Als nächstes unten in den Kleinen Kübel Löcher reinmachen, wie viele ist euch überlassen


Zum Schluss braucht ihr nur noch den kleinen Kübel mit den Schaschlikspießen in den großen Stellen


Wenn ihr nun irgendein Fleischstück (kann auch gammlig sein) auf die beiden Spieße in den Kübel legt und dass in die Sonne stellt, kommen die Fliegen, legen Eier, die Maden schlüpfen, fallen in den Löchrigen Kübel und schlängeln sich in den großen Kübel. Ihr braucht nun nurmehr den kleinen Kübel rausnehmen und den Deckel vom großen zumachen. Auf gehts!
Fotos und Berichte von meinen Maden kann ich erst in 3 Wochen geben, es sei denn ich finde in Frankreich einen Campingplatz mit freeWLAN.
Viel Glück und Petri Made mit eurem Automaden


----------



## ValMac (1. August 2014)

*Immer gratis Maden!*

Hallo Leute!
Heute möchte ich euch einen super Trick zeigen wie man schnell, leicht und GRATIS IMMER zu Maden kommt!

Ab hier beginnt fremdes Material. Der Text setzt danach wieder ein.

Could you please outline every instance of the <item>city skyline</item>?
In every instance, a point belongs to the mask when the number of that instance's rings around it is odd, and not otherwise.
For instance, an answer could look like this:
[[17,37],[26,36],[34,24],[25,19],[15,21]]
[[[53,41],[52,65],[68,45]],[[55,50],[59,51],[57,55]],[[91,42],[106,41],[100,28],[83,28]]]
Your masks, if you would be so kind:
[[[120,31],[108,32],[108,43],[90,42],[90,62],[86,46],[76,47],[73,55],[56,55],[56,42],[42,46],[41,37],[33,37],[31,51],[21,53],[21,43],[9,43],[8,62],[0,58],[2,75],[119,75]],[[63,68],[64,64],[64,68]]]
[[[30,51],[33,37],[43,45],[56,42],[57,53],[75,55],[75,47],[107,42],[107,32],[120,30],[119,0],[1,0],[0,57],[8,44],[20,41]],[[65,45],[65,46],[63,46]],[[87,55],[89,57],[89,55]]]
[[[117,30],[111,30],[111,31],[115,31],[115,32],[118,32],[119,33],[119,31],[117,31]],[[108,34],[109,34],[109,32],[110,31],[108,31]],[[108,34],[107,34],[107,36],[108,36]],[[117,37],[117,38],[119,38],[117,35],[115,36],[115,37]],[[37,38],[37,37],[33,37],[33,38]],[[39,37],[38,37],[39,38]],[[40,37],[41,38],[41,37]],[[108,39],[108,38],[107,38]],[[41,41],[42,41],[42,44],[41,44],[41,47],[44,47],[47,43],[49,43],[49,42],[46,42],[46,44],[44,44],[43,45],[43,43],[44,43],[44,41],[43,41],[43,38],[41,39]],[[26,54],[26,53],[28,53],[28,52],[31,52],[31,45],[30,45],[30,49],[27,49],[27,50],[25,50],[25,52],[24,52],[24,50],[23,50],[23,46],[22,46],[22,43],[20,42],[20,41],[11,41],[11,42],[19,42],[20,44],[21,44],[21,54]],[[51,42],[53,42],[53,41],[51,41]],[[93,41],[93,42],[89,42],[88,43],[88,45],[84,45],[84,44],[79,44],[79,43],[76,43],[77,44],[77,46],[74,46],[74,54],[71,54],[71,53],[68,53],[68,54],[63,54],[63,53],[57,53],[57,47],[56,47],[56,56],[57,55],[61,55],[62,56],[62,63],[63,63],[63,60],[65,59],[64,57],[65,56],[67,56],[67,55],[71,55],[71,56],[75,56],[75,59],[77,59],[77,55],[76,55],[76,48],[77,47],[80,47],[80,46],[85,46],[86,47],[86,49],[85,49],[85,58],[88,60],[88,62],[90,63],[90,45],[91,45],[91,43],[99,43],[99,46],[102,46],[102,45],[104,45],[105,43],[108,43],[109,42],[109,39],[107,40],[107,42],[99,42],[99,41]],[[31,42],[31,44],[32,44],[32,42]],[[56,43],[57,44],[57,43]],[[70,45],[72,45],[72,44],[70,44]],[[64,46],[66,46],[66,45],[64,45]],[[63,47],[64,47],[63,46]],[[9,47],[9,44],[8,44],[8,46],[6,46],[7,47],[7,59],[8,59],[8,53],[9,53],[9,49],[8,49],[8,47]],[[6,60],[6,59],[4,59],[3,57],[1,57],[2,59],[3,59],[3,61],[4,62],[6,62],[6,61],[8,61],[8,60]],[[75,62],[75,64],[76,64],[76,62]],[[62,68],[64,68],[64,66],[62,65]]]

Ich taufe das Gerät in Automaden 
Erst einmal braucht ihr:
- Einen Yoghurtkübel oder anderen kleinen Kübel (Kübel ist das gleiche wie Eimer, ich komme aber aus Österreich)
- Einen ETWAS größeren Kübel, wo ihr den kleinen hineinstellen können solltet + einen dazugehörigen Deckel
- 2 Schaschlikspieße
Dann macht ihr jeweils 2 gegenüberliegende Löcher in den kleinen Kübel und steckt die Schaschlikspieße hinein (Löcher mit einem Hand- oder Akkubohrer)
Als nächstes unten in den Kleinen Kübel Löcher reinmachen, wie viele ist euch überlassen
Zum Schluss braucht ihr nur noch den kleinen Kübel mit den Schaschlikspießen in den großen stellen
Wenn ihr nun irgendein Fleischstück (kann auch gammlig sein) auf die beiden Spieße in den Kübel legt und dass in die Sonne stellt, kommen die Fliegen, legen Eier, die Maden schlüpfen, fallen in den Löchrigen Kübel und schlängeln sich in den großen Kübel. Ihr braucht nun nurmehr den kleinen Kübel rausnehmen und den Deckel vom großen zumachen. Auf gehts!
Fotos und Berichte von meinen Maden kann ich erst in 3 Wochen geben, es sei denn ich finde in Frankreich einen Campingplatz mit freeWLAN.
Viel Glück und Petri Made mit eurem Automaden


----------



## phirania (1. August 2014)

*AW: Immer gratis Maden!*

Nicht das du wegen deiner Maden Campingplatz Verbot   bekommst.....
Ansonsten keine schlechte Idee.


----------



## dosenelch (1. August 2014)

*AW: Immer gratis Maden!*

@ValMac


Das erklärst DU meiner besseren Hälfte...|supergri


----------



## orgel (1. August 2014)

*AW: Immer gratis Maden!*

http://www.anglerboard.de/board/showthread.php?t=289696 Da konntest du doch schon erste Bilder einstellen... Mach doch noch den Thread in "Angeln in Österreich" auf...


----------



## Franky (1. August 2014)

*AW: Immer gratis Maden!*

Ich empfehle Schweineleber als Grundlage - und eine Entfernung von ca. 100 m zur nächsten menschlichen Behausung!


----------



## Riesenangler (1. August 2014)

*AW: Immer gratis Maden!*

Viel Spaß mit den Nachbarn.


----------



## Sten Hagelvoll (1. August 2014)

*AW: Immer gratis Maden bekommen!*

Man kann auch einfach 'ne tote Katze über 'nen Eimer hängen...


----------



## Andal (1. August 2014)

*AW: Immer gratis Maden!*

Willkommen im Sommerloch... alle Jahre wieder.


----------



## wusel345 (1. August 2014)

*AW: Immer gratis Maden bekommen!*

EIn ordentlich großes rohes Schnitzel für 2 Stunden in die Sonne legen, dass Fliegen ihre Eierchen ablegen können. Anschließend nen Plastikeimer drüberstülpen, damit die Eier schnell zu Maden werden. Den Rest macht die Sommersonne. Nach 5 Stunden hat man Maden satt und lang (selber schon ausprobiert). Aber VORSICHT. Der Gestank ist grandios, der dabei ensteht! :vik:


----------



## JimiG (1. August 2014)

*AW: Immer gratis Maden bekommen!*



Sten Hagelvoll schrieb:


> Man kann auch einfach 'ne tote Katze über 'nen Eimer hängen...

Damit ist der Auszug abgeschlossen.